入冬之後,傍晚時天色總是暗得格外迅速,他們剛至宮門口就已然暮色四合了。
軒轅澈進入禦書房之後風畔就很自覺地到宮門口來等著了,免得遇上那兩位郡王犯晦氣,畢竟他可沒有軒轅澈那麽高的身份囂張。
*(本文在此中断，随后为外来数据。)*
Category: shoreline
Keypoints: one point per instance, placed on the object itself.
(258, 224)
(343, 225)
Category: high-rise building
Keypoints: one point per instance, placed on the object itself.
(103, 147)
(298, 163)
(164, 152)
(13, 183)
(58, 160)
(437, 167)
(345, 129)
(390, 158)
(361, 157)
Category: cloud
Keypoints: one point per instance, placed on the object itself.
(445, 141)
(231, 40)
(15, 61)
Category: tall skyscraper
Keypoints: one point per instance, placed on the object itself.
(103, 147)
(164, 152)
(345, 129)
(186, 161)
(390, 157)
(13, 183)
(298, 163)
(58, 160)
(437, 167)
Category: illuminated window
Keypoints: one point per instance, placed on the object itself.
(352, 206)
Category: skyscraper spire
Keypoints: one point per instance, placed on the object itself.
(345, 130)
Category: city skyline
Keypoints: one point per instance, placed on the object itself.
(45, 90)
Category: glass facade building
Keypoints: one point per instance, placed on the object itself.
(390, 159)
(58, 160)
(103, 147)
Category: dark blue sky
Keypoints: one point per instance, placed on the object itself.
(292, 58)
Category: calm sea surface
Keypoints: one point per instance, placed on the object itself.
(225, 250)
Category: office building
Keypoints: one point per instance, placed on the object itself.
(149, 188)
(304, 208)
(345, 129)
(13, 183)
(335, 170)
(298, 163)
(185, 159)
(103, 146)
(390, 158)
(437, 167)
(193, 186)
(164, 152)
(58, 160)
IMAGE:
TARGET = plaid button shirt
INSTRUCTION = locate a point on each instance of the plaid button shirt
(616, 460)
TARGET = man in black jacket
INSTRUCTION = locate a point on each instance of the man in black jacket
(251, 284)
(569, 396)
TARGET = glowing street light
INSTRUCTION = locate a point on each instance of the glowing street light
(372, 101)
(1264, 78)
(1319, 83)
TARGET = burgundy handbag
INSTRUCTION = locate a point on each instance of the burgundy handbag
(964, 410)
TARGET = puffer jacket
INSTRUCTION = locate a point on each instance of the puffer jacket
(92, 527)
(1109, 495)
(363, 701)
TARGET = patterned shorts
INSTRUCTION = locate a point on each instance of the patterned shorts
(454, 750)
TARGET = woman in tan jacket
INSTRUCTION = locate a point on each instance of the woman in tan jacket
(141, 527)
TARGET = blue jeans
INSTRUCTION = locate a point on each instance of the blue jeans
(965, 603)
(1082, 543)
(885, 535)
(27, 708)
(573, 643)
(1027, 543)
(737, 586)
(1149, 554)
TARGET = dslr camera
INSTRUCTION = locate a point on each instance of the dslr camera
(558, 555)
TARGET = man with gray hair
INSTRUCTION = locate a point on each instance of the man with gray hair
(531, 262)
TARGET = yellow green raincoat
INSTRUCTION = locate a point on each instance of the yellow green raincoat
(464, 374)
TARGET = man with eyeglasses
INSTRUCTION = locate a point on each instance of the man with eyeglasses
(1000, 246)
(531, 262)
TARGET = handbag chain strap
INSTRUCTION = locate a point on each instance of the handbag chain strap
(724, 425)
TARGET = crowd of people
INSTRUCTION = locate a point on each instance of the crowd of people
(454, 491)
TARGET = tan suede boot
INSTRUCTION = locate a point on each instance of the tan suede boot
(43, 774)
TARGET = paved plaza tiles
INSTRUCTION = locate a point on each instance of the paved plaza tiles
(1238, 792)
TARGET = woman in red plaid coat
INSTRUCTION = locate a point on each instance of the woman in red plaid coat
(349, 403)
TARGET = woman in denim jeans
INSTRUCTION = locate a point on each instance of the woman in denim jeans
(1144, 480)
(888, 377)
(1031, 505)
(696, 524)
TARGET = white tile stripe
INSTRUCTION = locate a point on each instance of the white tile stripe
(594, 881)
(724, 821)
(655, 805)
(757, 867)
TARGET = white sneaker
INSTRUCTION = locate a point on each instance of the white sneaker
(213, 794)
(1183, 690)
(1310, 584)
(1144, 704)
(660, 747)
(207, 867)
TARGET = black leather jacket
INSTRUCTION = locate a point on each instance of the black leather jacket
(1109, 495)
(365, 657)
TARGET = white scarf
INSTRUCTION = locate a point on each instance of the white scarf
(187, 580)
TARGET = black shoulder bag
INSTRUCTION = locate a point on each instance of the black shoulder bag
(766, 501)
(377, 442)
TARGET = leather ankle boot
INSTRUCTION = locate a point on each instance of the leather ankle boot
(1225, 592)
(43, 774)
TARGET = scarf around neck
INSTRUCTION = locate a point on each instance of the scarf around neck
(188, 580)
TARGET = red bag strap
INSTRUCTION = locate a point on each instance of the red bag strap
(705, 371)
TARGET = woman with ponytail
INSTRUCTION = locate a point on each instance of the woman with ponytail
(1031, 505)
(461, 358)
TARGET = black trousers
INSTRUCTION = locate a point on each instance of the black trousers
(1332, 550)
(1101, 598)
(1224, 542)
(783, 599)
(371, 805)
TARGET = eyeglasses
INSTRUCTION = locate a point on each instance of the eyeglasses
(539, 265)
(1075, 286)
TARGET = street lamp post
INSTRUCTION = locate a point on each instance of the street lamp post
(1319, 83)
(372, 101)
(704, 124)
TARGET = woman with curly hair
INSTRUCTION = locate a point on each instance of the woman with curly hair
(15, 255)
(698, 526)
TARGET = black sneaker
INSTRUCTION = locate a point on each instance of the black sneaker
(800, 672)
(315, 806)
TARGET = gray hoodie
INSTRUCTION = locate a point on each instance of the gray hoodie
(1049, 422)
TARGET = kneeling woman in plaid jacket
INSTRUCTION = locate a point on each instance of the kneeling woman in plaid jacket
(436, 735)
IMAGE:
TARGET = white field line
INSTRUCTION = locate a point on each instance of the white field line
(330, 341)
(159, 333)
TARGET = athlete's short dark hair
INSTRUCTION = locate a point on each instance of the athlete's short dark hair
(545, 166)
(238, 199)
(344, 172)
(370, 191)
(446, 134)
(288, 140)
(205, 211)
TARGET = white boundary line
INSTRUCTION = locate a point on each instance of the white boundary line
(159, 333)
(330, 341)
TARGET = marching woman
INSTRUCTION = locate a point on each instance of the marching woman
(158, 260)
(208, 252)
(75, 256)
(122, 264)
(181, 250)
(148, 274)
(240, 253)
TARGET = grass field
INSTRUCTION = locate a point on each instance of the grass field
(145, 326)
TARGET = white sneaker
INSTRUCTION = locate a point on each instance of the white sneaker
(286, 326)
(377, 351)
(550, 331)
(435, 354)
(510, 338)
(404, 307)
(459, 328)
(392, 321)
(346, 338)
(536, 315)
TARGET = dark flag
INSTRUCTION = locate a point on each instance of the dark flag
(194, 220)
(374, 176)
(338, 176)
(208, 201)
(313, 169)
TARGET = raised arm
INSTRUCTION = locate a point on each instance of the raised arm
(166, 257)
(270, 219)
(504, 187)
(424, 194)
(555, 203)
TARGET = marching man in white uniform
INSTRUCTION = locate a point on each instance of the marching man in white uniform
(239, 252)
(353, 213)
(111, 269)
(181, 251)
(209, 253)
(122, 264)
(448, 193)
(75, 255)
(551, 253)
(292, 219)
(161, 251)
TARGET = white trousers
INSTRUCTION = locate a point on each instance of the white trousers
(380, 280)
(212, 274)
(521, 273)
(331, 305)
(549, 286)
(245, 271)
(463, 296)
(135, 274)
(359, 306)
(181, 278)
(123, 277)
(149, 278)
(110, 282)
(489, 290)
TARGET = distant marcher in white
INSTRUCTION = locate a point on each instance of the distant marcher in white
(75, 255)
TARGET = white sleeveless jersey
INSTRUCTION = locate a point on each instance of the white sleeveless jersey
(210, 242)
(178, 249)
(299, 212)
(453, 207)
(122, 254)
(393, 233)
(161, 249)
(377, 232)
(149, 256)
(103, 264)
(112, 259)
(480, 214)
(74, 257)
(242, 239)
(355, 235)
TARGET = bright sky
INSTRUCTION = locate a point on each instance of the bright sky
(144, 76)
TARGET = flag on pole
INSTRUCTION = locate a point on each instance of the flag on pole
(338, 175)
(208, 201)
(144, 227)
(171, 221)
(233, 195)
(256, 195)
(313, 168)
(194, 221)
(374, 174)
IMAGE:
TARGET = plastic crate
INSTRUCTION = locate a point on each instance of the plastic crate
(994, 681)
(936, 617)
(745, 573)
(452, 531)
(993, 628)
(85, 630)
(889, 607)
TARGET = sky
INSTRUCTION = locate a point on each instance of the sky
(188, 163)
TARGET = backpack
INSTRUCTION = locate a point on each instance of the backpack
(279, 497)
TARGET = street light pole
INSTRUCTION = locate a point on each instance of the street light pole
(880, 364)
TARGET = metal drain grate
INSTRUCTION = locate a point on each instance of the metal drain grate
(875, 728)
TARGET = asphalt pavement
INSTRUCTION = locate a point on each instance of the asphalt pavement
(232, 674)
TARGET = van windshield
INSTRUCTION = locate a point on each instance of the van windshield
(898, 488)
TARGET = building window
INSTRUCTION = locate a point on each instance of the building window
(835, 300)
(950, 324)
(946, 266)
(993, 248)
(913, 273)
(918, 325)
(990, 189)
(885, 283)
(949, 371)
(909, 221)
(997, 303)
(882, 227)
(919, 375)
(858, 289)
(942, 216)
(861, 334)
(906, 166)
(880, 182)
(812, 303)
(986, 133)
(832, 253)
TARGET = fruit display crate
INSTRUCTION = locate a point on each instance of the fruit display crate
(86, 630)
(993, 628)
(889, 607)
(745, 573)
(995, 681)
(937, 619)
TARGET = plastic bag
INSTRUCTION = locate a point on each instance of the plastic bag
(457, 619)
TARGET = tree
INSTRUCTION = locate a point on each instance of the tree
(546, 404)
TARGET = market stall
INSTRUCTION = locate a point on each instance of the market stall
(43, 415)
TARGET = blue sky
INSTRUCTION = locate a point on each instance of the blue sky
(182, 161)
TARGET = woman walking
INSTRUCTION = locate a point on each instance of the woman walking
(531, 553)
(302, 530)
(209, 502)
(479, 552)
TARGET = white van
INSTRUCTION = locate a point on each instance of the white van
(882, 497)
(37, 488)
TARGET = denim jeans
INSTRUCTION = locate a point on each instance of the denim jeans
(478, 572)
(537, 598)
此時風畔正抱著龍淵劍斜斜倚在馬車邊上,和偃月有一搭沒一搭地聊著天。他主上現在天天抱著千悅不撒手,身為下屬的他就隻能跟新來的偃月湊一塊兒了,順帶幫軒轅澈探聽探聽偃月的底細,如此軒轅澈用起來也好放心一些。
不過,風畔又哪裏會是偃月這個人精的對手,嘮嗑半日,對方的底細沒套出來,他自己的老底倒是吐了個一幹二淨還不自知。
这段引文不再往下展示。